Retired workers and disabled workers both receive Social Security benefits. What information would we need to test the claim that the difference in monthly benefits between the two groups is greater than $30 at the 0.05 level of significance? Write out the hypotheses and explain the testing procedure.

Retired workers and disabled workers both receive Social Security benefits. What information would we need to test the claim that the difference in monthly benefits between the two groups is greater than $30 at the 0.05 level of significance? Write out the hypotheses and explain the testing procedure.

You need the standard deviation. However, I'll leave the rest to you.

We do not do your homework for you. Although it might take more effort to do the work on your own, you will profit more from your effort. We will be happy to evaluate your work though.

To test the claim that the difference in monthly benefits between retired workers and disabled workers is greater than $30 at the 0.05 level of significance, we need the following information:

1. Sample data: We would need a random sample of monthly benefit amounts for both retired and disabled workers. The sample should be representative of the target population.

2. Sample sizes: We need to know the number of retired workers and disabled workers in the sample.

3. Significance level: The claim states a significance level of 0.05, which means we want the likelihood of observing a difference greater than $30 by chance to be less than 5%.

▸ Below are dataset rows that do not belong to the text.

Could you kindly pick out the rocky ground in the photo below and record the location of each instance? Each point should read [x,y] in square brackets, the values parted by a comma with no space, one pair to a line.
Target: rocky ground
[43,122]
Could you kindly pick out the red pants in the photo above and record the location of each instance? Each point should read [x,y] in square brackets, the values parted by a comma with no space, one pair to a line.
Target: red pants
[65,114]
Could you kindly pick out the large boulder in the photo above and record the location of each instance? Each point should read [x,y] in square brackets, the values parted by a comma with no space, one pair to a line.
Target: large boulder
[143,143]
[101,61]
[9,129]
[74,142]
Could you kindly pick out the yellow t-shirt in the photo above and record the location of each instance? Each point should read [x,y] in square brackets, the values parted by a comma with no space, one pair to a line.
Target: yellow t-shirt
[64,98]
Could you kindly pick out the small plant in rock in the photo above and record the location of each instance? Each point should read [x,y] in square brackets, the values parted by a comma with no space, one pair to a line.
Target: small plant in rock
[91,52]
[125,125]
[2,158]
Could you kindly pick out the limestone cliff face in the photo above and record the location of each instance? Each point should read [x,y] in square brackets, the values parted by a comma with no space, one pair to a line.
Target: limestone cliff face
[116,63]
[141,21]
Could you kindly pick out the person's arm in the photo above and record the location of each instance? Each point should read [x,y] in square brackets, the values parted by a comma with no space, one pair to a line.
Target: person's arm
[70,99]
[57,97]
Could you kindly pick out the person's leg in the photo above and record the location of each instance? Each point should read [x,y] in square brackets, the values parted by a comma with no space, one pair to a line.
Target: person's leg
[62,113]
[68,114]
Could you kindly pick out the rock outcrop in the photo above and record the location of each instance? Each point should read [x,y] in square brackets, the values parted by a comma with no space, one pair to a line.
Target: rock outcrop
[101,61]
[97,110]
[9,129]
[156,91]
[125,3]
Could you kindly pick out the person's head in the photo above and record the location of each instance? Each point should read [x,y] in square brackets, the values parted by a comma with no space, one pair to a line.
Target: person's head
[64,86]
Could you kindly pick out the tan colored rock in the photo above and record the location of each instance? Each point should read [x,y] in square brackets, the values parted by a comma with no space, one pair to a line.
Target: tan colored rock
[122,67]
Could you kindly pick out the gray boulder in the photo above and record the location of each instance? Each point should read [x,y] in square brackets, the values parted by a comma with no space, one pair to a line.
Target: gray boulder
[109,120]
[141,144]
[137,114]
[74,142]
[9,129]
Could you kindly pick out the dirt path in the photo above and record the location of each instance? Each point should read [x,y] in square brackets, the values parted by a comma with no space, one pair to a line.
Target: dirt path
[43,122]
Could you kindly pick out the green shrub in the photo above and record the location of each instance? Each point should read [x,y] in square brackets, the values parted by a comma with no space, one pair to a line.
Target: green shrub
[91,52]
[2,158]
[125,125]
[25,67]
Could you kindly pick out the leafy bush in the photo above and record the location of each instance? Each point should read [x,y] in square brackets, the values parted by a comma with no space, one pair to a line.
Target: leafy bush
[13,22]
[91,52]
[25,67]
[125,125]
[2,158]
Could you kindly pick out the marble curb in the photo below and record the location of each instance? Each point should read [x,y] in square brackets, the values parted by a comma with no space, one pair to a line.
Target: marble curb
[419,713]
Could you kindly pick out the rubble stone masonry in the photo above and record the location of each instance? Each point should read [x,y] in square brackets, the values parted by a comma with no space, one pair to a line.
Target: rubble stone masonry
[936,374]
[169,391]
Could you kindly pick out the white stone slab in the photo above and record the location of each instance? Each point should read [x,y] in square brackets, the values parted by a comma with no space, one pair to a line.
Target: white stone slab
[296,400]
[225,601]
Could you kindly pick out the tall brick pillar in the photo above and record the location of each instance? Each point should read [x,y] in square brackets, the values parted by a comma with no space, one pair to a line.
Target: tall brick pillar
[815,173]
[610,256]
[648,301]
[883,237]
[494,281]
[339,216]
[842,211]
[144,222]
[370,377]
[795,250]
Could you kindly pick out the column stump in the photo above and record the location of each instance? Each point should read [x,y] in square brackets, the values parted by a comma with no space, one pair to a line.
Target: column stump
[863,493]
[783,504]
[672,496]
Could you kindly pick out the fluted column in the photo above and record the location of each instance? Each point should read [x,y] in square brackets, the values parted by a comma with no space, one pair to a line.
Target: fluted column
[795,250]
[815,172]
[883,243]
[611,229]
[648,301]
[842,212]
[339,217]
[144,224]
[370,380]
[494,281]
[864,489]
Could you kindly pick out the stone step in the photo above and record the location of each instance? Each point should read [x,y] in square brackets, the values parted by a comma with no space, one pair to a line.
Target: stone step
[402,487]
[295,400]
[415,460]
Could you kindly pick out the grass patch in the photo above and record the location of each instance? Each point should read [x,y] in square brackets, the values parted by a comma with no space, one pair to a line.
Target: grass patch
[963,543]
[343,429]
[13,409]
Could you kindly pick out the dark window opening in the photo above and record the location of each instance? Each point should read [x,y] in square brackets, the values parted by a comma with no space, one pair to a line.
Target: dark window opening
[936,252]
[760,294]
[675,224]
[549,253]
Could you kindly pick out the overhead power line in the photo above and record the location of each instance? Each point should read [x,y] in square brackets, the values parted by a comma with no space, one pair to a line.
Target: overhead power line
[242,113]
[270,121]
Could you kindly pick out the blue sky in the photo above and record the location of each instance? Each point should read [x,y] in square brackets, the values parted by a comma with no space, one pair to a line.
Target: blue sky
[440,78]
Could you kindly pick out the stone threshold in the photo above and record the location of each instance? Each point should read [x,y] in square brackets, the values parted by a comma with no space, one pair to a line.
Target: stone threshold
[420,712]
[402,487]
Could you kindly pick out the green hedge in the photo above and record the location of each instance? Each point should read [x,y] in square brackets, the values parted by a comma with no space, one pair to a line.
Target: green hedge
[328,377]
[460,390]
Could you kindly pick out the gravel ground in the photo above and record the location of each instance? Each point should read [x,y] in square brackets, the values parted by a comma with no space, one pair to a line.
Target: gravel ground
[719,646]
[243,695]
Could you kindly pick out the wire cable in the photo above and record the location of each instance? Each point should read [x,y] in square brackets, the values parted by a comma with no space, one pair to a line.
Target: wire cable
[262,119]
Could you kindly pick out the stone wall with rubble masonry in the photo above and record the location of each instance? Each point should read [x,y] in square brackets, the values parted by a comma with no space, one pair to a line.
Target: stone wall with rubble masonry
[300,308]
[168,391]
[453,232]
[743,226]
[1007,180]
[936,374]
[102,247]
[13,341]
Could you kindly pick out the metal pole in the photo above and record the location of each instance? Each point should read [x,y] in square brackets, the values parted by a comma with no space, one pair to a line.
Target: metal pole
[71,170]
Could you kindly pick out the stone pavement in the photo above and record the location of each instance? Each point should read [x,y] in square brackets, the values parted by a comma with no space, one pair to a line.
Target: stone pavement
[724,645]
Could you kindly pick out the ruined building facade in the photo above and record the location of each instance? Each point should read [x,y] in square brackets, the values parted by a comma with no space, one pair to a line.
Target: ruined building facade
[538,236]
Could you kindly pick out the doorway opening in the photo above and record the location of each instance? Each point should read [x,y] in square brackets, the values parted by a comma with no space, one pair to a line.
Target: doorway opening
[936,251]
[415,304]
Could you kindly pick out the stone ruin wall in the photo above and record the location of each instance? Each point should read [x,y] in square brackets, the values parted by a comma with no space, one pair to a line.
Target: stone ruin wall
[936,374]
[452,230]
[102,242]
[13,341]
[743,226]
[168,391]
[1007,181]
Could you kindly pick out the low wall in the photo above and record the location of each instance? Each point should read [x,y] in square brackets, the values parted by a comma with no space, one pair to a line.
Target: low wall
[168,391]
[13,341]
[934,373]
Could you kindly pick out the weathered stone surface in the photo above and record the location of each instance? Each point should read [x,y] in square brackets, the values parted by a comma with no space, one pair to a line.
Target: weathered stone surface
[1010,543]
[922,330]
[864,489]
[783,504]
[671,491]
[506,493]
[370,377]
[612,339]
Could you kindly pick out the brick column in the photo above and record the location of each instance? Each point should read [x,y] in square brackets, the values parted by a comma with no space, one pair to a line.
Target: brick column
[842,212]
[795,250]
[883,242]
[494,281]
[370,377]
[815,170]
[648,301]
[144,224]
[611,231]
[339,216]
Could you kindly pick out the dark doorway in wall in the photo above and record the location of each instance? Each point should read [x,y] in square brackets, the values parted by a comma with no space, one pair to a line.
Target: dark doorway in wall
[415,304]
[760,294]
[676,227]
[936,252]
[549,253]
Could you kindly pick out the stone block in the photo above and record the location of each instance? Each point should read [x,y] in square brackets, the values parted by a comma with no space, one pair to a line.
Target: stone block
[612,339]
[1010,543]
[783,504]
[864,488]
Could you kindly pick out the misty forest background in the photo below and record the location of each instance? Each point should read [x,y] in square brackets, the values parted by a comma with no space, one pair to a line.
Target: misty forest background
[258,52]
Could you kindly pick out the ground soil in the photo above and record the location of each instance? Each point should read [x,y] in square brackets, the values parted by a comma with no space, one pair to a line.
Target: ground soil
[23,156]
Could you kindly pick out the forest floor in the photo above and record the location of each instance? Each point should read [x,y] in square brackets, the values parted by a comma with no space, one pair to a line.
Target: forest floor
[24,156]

Now let's set up the hypothesis and explain the testing procedure:

Hypotheses:
- Null Hypothesis (H0): The difference in monthly benefits between retired workers and disabled workers is not greater than $30.
- Alternative Hypothesis (Ha): The difference in monthly benefits between retired workers and disabled workers is greater than $30.

Testing Procedure:
1. Calculate the difference in monthly benefit amounts between retired workers and disabled workers for each observation in your sample.
2. Find the mean and standard deviation of the differences.
3. Use the obtained mean and standard deviation to calculate the test statistic, which is the difference in means divided by the standard deviation.
4. Determine the critical value associated with a significance level of 0.05. This critical value represents the cutoff point beyond which we would reject the null hypothesis.
5. Compare the test statistic to the critical value. If the test statistic is greater than the critical value, we reject the null hypothesis in favor of the alternative hypothesis. If not, we fail to reject the null hypothesis.
6. Finally, calculate the p-value associated with the test statistic. If the p-value is less than 0.05, we reject the null hypothesis; otherwise, we fail to reject the null hypothesis.

Remember, to perform this test, you would need access to the necessary data and statistical tools such as a statistical software program or mathematical calculations.